In particolors, so long as head markings are as listed, body markings can be broken in endless varieties and still be correct. Heavily and lightly marked dogs may still fit the standard. The chestnut color of the blenheim is a rich, reddish color; never liver, sandy blond or orange. Liver is a warning sign of loss of pigment.
In whole colors, the Ruby should be a very rich red. Often the longer feathering of the Ruby is acceptably paler in coloring than the body. Ruby puppies usually deepen in color as they mature. The black color on the Black and Tan should be jet black and should not have a rusty or brownish cast to it.
GAIT – Free moving and elegant in action, with good reach in front and sound, driving rear action. When viewed from the side, the movement exhibits a good length of stride, and viewed from front and rear it is straight and true, resulting from straight-boned fronts and properly made and muscled hindquarters.
DISCUSSION NOTES: The Cavalier is free moving and elegant in action and should exhibit good reach and drive, covering the ground with topline level. Moving away the hocks should be straight and parallel. Coming at you the front legs should also be parallel converging slightly toward the centerline as speed increases; they should not be out at the elbows or exhibit paddling. In profile the balance of the dog should be obvious, making an elegant picture from nose to end of tail in one flowing movement, with proud head carriage and good arch of neck, making good use of the hindquarters. Regular rhythmic steps with hind legs moving well forward under the body giving plenty of drive. There should be no hackney action in front – a common fault in Cavaliers with short upper arms or lacking in balance.
The appropriate gait for the show ring is on a loose lead and not too fast, but with enough spirit to convey the correct gay temperament.
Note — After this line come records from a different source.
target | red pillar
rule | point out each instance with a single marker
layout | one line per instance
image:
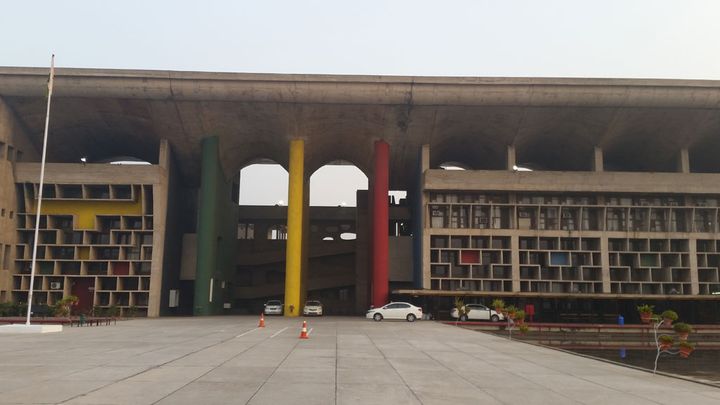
(381, 219)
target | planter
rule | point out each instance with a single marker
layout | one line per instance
(645, 317)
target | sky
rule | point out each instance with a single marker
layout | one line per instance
(551, 38)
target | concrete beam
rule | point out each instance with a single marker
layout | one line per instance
(630, 182)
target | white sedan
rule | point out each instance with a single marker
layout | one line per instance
(477, 312)
(395, 310)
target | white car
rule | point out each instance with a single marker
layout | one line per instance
(312, 308)
(395, 310)
(273, 307)
(477, 312)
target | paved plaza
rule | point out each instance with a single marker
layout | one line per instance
(228, 360)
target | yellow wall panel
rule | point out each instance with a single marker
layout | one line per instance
(85, 211)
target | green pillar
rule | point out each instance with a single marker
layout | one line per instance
(207, 230)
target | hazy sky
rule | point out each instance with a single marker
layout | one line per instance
(562, 38)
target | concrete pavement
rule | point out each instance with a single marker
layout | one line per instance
(227, 360)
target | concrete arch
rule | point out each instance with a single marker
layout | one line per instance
(250, 184)
(346, 190)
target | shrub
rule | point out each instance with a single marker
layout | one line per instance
(112, 310)
(666, 339)
(687, 345)
(681, 327)
(669, 314)
(62, 307)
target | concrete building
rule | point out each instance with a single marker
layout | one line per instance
(580, 196)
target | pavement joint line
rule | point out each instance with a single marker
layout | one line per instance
(248, 332)
(138, 354)
(660, 372)
(159, 366)
(336, 359)
(392, 366)
(221, 364)
(274, 371)
(542, 365)
(279, 332)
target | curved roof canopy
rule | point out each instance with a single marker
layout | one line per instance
(553, 123)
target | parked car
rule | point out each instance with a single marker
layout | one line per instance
(477, 312)
(312, 308)
(395, 310)
(273, 307)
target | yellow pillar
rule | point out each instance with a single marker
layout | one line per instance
(306, 242)
(293, 256)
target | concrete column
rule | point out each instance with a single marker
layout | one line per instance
(511, 161)
(515, 259)
(692, 251)
(160, 192)
(419, 203)
(605, 263)
(684, 161)
(380, 281)
(293, 258)
(207, 228)
(305, 242)
(598, 162)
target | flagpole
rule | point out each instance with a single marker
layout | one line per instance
(42, 180)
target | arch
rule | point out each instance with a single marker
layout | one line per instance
(263, 183)
(453, 166)
(336, 184)
(121, 160)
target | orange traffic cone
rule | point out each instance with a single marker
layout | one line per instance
(303, 332)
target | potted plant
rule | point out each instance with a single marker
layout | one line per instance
(460, 306)
(686, 348)
(511, 310)
(499, 305)
(666, 342)
(683, 330)
(669, 316)
(62, 307)
(645, 312)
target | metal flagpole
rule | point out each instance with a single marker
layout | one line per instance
(42, 179)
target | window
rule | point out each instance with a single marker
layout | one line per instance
(246, 231)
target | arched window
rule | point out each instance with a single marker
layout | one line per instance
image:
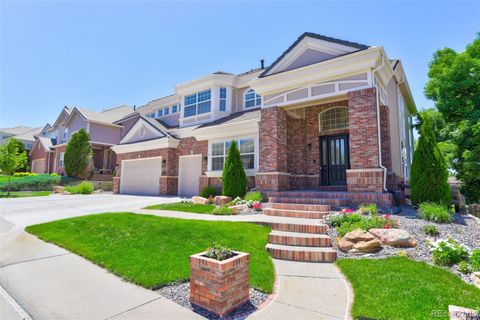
(252, 99)
(335, 118)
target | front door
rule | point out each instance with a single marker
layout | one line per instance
(335, 160)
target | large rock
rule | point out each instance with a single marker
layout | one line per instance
(222, 200)
(398, 238)
(199, 200)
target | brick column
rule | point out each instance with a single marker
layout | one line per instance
(365, 173)
(272, 174)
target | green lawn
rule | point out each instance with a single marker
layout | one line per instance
(401, 288)
(184, 207)
(154, 251)
(23, 194)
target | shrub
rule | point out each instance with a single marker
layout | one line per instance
(429, 175)
(448, 252)
(434, 212)
(222, 211)
(475, 260)
(78, 155)
(219, 252)
(431, 230)
(208, 191)
(368, 208)
(234, 179)
(84, 187)
(254, 196)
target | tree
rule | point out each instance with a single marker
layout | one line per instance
(234, 179)
(454, 86)
(11, 159)
(429, 175)
(78, 155)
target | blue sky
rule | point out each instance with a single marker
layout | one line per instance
(103, 54)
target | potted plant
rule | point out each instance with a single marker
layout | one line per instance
(219, 279)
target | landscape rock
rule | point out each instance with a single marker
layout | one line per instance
(397, 238)
(222, 200)
(58, 189)
(199, 200)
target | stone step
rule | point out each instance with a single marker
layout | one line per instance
(294, 213)
(299, 239)
(300, 227)
(308, 254)
(301, 207)
(317, 201)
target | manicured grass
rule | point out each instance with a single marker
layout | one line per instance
(184, 207)
(401, 288)
(154, 251)
(23, 194)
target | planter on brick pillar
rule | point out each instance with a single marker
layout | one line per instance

This is clearly indicated by a tail which is in constant characteristic motion when gaiting.
TEMPERAMENT – Gay, friendly, non-aggressive with no tendency toward nervousness or shyness. Bad temper, shyness and meanness are not to be tolerated and are to be so severely penalized as to effectively remove the specimen from competition.
The Standard descriptive words on temperament are: gay, friendly, non-aggressive, active, graceful, fearless, sporting, gentle and affectionate. The word “fearless” is not meant to suggest the fearlessness of a warrior, but that of an innocent who cannot imagine any harm coming to it, thereby inspired to confidence and trustfulness.
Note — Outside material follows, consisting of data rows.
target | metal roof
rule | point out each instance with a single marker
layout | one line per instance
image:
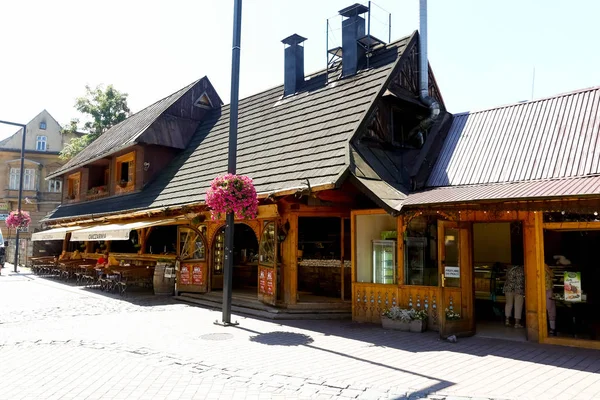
(540, 189)
(556, 137)
(282, 141)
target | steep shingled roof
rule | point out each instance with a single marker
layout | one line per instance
(282, 142)
(124, 134)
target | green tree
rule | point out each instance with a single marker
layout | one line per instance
(104, 107)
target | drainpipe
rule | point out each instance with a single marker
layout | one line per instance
(434, 107)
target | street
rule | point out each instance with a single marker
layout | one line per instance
(61, 341)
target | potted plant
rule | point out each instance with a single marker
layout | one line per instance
(396, 318)
(232, 193)
(419, 321)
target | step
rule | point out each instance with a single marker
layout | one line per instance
(266, 311)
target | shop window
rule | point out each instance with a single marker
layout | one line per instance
(420, 252)
(73, 186)
(267, 245)
(161, 240)
(191, 245)
(125, 172)
(571, 283)
(55, 186)
(376, 260)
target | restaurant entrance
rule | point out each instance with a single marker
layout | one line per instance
(499, 280)
(245, 260)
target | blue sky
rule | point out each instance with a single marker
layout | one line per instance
(482, 52)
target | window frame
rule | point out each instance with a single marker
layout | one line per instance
(72, 181)
(56, 183)
(41, 140)
(129, 158)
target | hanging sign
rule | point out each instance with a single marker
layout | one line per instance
(452, 272)
(572, 286)
(185, 274)
(197, 276)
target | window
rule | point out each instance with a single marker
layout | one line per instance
(40, 143)
(125, 173)
(29, 179)
(376, 245)
(73, 183)
(55, 186)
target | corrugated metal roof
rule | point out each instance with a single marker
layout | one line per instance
(539, 189)
(551, 138)
(282, 142)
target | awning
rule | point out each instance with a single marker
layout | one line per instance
(114, 231)
(53, 234)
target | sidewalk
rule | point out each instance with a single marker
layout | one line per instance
(63, 341)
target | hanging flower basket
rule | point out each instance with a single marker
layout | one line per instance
(18, 220)
(232, 193)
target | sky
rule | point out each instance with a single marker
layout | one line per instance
(483, 53)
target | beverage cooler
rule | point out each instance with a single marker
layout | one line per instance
(384, 261)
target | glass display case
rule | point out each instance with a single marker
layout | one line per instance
(384, 261)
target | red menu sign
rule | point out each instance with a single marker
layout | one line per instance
(270, 274)
(262, 281)
(184, 273)
(197, 277)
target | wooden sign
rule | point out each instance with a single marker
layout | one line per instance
(185, 274)
(197, 276)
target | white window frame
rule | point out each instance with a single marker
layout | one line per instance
(29, 179)
(55, 186)
(41, 143)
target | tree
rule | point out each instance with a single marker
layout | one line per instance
(105, 107)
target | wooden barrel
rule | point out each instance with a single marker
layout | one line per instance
(163, 285)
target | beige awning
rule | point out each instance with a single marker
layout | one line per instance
(114, 231)
(53, 234)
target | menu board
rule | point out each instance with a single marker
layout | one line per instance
(270, 274)
(197, 276)
(573, 286)
(184, 274)
(262, 280)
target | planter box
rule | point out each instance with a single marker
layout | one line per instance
(418, 325)
(396, 325)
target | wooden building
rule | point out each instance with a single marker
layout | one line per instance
(371, 194)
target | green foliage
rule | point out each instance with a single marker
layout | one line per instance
(105, 108)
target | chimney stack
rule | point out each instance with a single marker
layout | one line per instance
(353, 28)
(294, 64)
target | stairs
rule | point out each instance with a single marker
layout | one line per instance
(249, 305)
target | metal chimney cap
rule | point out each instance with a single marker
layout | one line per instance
(354, 10)
(293, 39)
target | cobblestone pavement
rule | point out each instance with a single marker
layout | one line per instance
(59, 341)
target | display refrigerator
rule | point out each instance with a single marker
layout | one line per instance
(384, 261)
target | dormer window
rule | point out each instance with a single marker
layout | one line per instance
(125, 172)
(41, 142)
(203, 101)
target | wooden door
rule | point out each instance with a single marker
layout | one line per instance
(267, 263)
(456, 279)
(192, 274)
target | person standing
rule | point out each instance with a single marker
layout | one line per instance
(514, 291)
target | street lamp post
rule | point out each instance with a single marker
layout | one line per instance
(231, 159)
(21, 172)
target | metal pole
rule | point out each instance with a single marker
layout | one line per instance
(21, 172)
(231, 161)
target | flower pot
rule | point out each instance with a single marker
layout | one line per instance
(418, 325)
(394, 324)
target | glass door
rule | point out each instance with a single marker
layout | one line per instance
(456, 279)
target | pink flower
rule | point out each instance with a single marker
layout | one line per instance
(232, 193)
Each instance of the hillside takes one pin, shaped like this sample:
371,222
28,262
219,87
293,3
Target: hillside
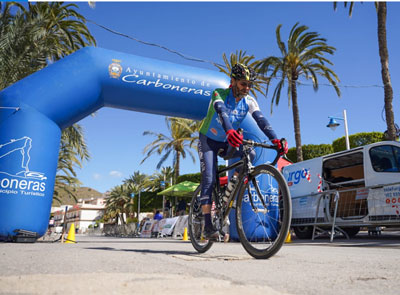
81,193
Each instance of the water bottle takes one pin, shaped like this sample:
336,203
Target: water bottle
231,187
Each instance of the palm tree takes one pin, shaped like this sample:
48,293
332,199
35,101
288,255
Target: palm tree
116,203
243,58
136,184
303,56
73,151
381,10
30,39
183,136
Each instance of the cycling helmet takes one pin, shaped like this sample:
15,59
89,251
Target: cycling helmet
241,71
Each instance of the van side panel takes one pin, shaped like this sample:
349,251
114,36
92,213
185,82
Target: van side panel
304,178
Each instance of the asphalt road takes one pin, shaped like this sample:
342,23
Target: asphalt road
104,265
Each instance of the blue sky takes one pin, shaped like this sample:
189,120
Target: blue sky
206,30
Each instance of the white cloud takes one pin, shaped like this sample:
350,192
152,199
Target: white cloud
116,174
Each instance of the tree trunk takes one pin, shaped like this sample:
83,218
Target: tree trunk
384,57
296,122
177,164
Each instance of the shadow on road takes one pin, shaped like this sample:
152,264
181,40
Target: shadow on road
144,251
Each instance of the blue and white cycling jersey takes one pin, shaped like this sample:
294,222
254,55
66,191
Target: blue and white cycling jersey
231,115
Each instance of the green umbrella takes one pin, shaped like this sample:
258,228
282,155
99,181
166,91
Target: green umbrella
183,189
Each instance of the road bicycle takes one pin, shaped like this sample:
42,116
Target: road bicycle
262,202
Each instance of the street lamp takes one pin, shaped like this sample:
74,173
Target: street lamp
333,124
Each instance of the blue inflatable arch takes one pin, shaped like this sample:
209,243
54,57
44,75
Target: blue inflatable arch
34,110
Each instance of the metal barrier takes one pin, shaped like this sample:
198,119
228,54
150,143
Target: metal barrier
344,209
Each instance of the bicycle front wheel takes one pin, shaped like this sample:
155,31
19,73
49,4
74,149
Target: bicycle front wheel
196,224
263,212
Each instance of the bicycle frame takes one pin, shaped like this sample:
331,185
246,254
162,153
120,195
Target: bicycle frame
243,173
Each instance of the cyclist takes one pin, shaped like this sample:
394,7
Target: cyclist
227,109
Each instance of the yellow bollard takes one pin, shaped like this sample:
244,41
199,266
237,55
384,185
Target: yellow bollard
288,238
185,238
71,235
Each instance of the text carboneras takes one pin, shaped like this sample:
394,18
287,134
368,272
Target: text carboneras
25,187
132,76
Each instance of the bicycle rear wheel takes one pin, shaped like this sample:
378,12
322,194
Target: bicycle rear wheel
263,225
196,224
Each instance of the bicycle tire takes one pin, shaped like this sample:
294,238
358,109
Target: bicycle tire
271,225
196,224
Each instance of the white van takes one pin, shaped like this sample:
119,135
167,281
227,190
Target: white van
353,188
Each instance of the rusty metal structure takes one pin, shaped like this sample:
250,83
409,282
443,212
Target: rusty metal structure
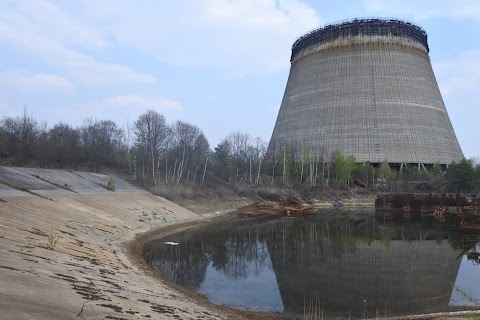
365,87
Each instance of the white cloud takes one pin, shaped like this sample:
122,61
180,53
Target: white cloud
20,80
426,8
460,76
45,31
459,80
240,36
134,101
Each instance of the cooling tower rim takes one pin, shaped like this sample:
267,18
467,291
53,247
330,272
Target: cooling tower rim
360,26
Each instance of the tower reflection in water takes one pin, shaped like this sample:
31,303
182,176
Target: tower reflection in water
343,266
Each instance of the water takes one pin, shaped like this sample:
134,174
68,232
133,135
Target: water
340,264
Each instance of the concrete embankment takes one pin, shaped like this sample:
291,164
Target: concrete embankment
89,272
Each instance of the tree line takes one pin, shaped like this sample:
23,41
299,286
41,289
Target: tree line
156,153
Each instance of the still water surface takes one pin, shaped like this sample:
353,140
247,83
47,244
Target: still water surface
352,265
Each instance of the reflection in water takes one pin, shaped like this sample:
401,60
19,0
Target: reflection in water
358,267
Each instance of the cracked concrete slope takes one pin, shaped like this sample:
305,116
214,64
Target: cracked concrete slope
88,274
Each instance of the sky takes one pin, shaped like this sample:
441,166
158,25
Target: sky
219,64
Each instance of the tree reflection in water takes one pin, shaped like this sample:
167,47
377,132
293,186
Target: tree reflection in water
396,266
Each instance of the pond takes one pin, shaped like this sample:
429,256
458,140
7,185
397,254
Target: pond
340,264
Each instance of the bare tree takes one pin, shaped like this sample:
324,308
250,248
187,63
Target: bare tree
150,132
65,144
101,140
20,135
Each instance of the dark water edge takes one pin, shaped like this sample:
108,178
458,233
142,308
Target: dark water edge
343,264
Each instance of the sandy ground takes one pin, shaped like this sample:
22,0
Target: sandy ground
91,273
94,271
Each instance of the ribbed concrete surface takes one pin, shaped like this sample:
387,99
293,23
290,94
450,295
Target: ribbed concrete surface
374,97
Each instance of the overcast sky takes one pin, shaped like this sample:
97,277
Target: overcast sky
219,64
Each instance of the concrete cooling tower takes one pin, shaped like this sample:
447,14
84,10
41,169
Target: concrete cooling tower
366,88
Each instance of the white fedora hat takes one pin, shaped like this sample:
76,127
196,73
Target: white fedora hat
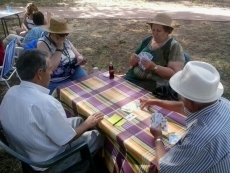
198,81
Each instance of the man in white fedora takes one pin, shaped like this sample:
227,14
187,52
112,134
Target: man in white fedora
205,147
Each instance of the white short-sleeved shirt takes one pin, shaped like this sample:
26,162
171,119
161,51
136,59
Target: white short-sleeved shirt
34,122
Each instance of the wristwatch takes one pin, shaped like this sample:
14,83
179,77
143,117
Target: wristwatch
159,140
155,68
60,50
Cavaliers are a joy to judge as they most always seem to be thoroughly enjoying themselves. An approaching judge is likely to find little front feet dancing up his pant leg or have a hand licked or sniffed if offered. This should not be dismissed as amateur handling; it is a trait that breeders treasure and encourage.
Nervousness, meanness and shyness are not to be tolerated and should be met with the same weighty penalty as the trimmed dog, i.e., virtually eliminated from competition. Shyness does not refer to puppies or novice dogs who have yet to get their bearings, but rather to obvious mistrust and fearfulness. Sweet gentle temperament is the Hallmark of the breed. As long as “their people” are nearby with a pat and a kind word, Cavaliers are perennially happy little dogs.
Cavalier fanciers only ask that judges be as gentle with the breed as the breed itself is, that they reward naturally presented dogs that fit the standard and that are worthy of this phrase from it; “It is this typical gay temperament combined with elegance and royal appearance which are of paramount importance in the breed.”